CG‐VTON: Controllable Generation of Virtual Try‐On Images Based on Multimodal Conditions
Haopeng Lei, Xuan Zhao, Yaqin Liang, Yuanlong CaoABSTRACT
Transforming fashion design sketches into realistic garments remains a challenging task due to the reliance on labor‐intensive manual workflows that limit efficiency and scalability in traditional fashion pipelines. While recent advances in image generation and virtual try‐on technologies have introduced partial automation, existing methods still lack controllability and struggle to maintain semantic consistency in garment pose and structure, restricting their applicability in real‐world design scenarios.
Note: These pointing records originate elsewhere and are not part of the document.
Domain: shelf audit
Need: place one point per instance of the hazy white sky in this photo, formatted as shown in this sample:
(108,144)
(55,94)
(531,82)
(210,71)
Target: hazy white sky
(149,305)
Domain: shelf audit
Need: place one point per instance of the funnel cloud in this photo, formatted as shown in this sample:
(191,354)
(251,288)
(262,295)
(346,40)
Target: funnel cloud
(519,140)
In this work, we present CG‐VTON, a controllable virtual try‐on framework designed to generate high‐quality try‐on images directly from clothing design sketches. The model integrates multi‐modal conditional inputs, including dense human pose maps and textual garment descriptions, to guide the generation process. A novel pose constraint module is introduced to enhance garment‐body alignment, while a structured diffusion‐based pipeline performs progressive generation through latent denoising and global‐context refinement. Extensive experiments conducted on benchmark datasets demonstrate that CG‐VTON significantly outperforms existing state‐of‐the‐art methods in terms of visual quality, pose consistency, and computational efficiency. By enabling high‐fidelity and controllable try‐on results from abstract sketches, CG‐VTON offers a practical and robust solution for bridging the gap between conceptual design and realistic garment visualization.